NVIDIA speeds Google DeepMind DiffusionGemma for local Artificial Intelligence

Google DeepMind’s DiffusionGemma uses diffusion-style parallel text generation instead of token-by-token output. NVIDIA says its optimizations make the open model faster across local RTX, RTX PRO and DGX systems.

Google DeepMind released DiffusionGemma, an experimental open model designed for exceptionally fast text generation, and NVIDIA has optimized it across GeForce RTX GPUs, the NVIDIA RTX PRO platform and NVIDIA DGX Spark systems. Instead of generating text one word at a time, DiffusionGemma generates multiple words in parallel to produce whole blocks of text, targeting low-latency single-user workloads for developers, researchers and Artificial Intelligence enthusiasts.

DiffusionGemma denoises up to 256 tokens per step instead of predicting one at a time. DiffusionGemma is built on Gemma 4, a 26-billion-parameter mixture-of-experts model that activates just 3.8 billion parameters per step, pairing a diffusion head with Google’s Gemma 4 architecture. The model is open weights under a permissive Apache 2.0 license and runs entirely on RTX and DGX Spark, with support in Hugging Face Transformers, vLLM and Unsloth.

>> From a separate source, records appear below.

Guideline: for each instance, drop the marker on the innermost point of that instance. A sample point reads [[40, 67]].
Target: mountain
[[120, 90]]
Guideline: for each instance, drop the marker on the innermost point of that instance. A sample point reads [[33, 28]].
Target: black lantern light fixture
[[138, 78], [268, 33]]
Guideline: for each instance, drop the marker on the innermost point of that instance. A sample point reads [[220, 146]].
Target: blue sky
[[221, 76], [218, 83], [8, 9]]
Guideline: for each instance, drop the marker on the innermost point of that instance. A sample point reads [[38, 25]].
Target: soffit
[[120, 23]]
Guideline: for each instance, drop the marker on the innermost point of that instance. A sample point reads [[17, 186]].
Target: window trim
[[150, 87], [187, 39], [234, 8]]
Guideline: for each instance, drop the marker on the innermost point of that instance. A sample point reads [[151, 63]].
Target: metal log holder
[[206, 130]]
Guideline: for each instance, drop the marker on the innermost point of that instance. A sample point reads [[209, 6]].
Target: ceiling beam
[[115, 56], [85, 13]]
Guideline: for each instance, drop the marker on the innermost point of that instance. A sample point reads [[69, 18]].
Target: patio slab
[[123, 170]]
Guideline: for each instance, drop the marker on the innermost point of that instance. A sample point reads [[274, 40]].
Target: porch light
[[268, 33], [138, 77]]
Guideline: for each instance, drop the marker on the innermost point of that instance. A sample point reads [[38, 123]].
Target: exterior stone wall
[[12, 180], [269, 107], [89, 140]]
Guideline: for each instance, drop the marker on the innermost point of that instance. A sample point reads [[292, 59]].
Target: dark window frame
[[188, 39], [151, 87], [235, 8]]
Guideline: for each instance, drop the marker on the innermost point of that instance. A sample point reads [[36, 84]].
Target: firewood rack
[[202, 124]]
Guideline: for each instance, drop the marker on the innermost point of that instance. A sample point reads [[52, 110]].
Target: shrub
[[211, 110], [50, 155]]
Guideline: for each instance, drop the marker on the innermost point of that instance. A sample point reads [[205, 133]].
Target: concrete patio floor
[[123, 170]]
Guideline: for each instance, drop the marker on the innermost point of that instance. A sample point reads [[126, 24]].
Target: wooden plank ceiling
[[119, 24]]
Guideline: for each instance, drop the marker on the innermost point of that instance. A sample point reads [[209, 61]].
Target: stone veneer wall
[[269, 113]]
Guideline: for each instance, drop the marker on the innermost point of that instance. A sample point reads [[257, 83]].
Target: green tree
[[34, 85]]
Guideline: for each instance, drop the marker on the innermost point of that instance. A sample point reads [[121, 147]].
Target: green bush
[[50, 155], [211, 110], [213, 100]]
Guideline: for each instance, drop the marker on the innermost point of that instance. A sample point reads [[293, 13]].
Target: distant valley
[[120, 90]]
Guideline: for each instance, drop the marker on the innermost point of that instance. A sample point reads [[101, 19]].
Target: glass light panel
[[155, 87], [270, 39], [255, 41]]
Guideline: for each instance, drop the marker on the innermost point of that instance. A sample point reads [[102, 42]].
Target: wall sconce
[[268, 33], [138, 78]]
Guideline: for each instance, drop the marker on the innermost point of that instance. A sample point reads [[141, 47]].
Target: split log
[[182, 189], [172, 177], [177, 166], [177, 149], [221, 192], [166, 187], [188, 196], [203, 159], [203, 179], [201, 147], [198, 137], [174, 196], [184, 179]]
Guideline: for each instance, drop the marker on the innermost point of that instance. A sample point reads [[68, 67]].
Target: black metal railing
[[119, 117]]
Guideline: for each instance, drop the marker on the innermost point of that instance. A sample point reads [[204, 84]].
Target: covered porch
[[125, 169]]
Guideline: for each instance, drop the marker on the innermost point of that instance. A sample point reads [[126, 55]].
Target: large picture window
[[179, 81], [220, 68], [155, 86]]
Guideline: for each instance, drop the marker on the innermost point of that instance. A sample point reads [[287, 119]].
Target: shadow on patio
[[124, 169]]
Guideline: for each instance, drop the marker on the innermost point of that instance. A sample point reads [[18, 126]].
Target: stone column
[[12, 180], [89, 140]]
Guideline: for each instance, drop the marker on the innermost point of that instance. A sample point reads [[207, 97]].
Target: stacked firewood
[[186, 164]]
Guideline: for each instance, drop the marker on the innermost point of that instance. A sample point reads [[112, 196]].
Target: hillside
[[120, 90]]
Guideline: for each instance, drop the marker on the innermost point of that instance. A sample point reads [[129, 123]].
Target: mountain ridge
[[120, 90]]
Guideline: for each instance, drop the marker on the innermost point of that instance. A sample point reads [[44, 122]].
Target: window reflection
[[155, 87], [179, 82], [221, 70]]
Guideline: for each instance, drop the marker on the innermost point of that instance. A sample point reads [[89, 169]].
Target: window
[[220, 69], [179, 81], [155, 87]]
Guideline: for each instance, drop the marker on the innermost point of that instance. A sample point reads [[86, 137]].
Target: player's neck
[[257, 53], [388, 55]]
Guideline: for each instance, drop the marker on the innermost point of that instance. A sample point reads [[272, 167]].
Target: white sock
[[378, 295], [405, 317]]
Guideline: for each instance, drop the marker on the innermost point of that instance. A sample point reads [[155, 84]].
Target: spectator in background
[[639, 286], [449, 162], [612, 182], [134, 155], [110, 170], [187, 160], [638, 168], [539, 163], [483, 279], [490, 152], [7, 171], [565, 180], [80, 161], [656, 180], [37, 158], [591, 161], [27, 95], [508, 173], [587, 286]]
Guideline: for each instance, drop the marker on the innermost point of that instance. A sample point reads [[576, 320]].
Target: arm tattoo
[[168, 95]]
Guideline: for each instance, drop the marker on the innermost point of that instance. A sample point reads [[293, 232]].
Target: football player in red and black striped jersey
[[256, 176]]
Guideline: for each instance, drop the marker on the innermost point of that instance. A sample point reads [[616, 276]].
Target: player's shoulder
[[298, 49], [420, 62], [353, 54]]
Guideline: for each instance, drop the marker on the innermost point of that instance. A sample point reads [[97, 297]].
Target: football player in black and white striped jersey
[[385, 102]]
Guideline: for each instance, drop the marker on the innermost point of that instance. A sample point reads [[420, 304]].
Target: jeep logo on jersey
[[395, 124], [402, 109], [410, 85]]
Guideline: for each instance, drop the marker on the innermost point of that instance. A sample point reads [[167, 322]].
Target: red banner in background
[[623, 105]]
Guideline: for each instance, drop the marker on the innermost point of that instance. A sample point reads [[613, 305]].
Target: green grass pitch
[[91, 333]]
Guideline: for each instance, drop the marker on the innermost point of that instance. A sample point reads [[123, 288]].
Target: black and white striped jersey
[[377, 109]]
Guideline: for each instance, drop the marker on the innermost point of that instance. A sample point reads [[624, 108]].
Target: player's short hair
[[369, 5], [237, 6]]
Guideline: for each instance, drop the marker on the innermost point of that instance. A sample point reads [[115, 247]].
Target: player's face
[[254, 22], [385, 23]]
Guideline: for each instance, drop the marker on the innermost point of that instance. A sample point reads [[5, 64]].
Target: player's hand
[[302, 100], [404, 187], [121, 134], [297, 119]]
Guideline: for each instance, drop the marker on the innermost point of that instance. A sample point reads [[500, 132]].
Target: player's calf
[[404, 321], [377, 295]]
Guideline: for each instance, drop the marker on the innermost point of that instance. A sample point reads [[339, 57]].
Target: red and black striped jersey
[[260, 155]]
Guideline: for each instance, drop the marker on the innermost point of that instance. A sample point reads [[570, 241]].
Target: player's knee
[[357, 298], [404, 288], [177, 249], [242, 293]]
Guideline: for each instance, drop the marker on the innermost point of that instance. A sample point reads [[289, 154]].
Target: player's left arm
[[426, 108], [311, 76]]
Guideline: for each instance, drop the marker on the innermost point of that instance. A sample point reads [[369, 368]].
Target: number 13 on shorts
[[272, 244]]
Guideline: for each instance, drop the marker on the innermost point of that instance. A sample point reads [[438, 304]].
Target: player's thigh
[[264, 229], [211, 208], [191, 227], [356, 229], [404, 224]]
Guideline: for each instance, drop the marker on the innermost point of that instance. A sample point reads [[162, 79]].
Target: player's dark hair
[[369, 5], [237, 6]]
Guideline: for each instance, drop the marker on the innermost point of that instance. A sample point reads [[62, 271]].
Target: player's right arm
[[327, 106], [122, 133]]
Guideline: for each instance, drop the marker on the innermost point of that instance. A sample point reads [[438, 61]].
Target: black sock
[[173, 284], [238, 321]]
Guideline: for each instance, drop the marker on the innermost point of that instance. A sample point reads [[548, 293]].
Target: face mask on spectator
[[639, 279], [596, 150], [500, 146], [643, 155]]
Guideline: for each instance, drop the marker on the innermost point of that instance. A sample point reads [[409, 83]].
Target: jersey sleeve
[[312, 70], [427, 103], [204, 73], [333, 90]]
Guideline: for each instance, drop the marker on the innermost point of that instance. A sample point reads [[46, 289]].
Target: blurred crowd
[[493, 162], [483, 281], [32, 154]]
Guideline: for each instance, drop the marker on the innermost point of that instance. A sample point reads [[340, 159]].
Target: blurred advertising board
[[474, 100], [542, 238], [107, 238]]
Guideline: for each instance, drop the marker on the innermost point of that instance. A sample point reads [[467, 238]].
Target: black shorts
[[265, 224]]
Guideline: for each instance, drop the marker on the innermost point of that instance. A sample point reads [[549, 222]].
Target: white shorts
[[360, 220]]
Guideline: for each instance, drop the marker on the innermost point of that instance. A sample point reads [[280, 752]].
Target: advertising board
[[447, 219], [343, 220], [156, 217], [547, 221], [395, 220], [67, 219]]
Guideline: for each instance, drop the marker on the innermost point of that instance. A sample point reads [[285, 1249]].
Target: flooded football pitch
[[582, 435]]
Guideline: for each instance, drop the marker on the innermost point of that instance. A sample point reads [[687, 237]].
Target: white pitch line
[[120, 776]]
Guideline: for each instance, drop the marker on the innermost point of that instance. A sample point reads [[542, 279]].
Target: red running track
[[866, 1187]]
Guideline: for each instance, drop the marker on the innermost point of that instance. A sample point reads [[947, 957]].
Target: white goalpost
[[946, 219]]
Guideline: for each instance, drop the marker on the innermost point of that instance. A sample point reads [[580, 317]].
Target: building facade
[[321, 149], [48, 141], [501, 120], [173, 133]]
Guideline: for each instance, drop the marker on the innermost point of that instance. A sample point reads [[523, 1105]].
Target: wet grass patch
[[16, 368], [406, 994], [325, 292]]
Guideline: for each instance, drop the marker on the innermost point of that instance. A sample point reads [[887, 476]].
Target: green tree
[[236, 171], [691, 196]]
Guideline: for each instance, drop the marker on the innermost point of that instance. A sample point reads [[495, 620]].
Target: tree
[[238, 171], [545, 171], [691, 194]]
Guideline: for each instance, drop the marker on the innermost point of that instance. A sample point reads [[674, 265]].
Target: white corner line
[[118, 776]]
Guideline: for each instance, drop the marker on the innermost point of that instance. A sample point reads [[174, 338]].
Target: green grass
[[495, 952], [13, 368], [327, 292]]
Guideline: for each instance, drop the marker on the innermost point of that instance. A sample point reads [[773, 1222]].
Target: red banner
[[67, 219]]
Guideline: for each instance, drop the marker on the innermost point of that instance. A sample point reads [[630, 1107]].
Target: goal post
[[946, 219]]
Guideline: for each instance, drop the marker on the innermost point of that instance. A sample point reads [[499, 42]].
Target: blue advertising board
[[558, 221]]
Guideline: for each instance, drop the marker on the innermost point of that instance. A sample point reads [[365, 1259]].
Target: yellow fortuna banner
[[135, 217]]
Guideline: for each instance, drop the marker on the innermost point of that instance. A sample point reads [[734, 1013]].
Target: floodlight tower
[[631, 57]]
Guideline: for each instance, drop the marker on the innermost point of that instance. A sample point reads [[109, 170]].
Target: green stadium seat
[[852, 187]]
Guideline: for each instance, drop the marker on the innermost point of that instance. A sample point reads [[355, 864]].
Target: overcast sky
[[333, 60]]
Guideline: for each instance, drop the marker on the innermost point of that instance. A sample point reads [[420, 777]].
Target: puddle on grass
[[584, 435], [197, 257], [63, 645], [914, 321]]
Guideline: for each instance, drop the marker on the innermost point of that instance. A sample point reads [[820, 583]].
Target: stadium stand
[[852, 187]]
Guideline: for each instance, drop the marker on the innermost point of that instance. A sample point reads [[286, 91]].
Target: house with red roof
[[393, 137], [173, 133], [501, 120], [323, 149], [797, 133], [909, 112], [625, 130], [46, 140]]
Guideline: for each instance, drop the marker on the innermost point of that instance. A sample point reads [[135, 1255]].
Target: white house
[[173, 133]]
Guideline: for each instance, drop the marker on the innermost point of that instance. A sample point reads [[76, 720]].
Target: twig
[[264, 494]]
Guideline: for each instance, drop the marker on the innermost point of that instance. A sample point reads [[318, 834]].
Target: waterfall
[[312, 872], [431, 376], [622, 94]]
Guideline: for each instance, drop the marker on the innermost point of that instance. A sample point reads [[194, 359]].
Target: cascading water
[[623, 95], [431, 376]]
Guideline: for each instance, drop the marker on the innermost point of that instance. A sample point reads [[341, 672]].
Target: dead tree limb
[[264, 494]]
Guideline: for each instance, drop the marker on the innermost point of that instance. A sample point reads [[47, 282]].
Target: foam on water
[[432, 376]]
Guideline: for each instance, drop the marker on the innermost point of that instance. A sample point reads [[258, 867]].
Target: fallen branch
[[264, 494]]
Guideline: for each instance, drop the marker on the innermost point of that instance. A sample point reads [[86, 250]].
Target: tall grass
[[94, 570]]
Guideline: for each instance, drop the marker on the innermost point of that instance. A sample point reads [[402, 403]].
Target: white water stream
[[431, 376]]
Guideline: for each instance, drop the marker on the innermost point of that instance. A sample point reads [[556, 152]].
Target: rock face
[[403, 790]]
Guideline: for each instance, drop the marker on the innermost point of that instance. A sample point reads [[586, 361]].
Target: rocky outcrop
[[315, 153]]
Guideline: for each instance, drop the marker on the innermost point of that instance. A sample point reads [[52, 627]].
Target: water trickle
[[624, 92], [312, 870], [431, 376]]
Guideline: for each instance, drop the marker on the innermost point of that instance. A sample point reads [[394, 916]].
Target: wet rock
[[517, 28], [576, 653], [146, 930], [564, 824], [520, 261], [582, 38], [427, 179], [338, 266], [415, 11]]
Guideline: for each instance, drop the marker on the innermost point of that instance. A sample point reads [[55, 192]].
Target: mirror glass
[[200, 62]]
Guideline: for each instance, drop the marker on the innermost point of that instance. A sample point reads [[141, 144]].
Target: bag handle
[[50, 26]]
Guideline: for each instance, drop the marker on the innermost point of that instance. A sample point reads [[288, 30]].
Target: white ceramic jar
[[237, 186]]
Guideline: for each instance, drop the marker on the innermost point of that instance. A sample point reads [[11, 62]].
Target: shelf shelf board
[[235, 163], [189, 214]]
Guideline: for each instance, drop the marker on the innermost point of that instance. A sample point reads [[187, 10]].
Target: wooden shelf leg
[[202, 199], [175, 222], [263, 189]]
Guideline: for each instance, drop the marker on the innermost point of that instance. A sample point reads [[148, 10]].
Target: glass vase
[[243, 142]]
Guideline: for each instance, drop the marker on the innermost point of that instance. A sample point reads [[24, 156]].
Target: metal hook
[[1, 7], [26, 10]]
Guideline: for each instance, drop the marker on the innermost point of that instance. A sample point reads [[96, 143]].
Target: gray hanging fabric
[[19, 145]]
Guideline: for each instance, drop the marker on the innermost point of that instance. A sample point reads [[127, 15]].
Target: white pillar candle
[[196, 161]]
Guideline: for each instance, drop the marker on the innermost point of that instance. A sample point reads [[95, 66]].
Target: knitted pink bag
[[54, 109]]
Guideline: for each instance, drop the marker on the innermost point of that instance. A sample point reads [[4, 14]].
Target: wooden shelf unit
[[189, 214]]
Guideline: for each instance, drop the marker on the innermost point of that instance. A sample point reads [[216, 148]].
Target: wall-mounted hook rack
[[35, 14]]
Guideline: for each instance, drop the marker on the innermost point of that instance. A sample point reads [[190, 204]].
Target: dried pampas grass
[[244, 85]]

Most large language models in wide use are autoregressive, generating text one token at a time with each new word depending on the previous one. DiffusionGemma takes a different approach by starting from noise and refining a whole block of text at once, using a process closer to how diffusion models generate images. That block-based design is intended to benefit interactive chat, agentic loops and on-device assistants that need faster response times.

DiffusionGemma delivers 1,000 tokens/sec on a single NVIDIA H100 Tensor Core GPU, 150 tokens/sec on NVIDIA DGX Spark and up to 2,000 tokens/sec on NVIDIA DGX Station, roughly 4x faster than an equivalent autoregressive model running in the same single-user regime. The model also runs locally on the NVIDIA DGX Spark deskside personal Artificial Intelligence supercomputer, powered by the NVIDIA GB10 Grace Blackwell Superchip with 128GB of unified memory, as well as on NVIDIA RTX PRO 6000 workstations, DGX Station with 748GB of coherent memory and GeForce RTX GPUs with llama.cpp support coming soon.

Developers can test and prototype DiffusionGemma through Hugging Face Transformers, which runs the model on a GeForce RTX 5090 or DGX Spark out of the box. Higher-throughput inference is supported through vLLM, while fine-tuning is available through Unsloth and the NVIDIA NeMo framework, with DGX Spark playbooks for setting up local environments.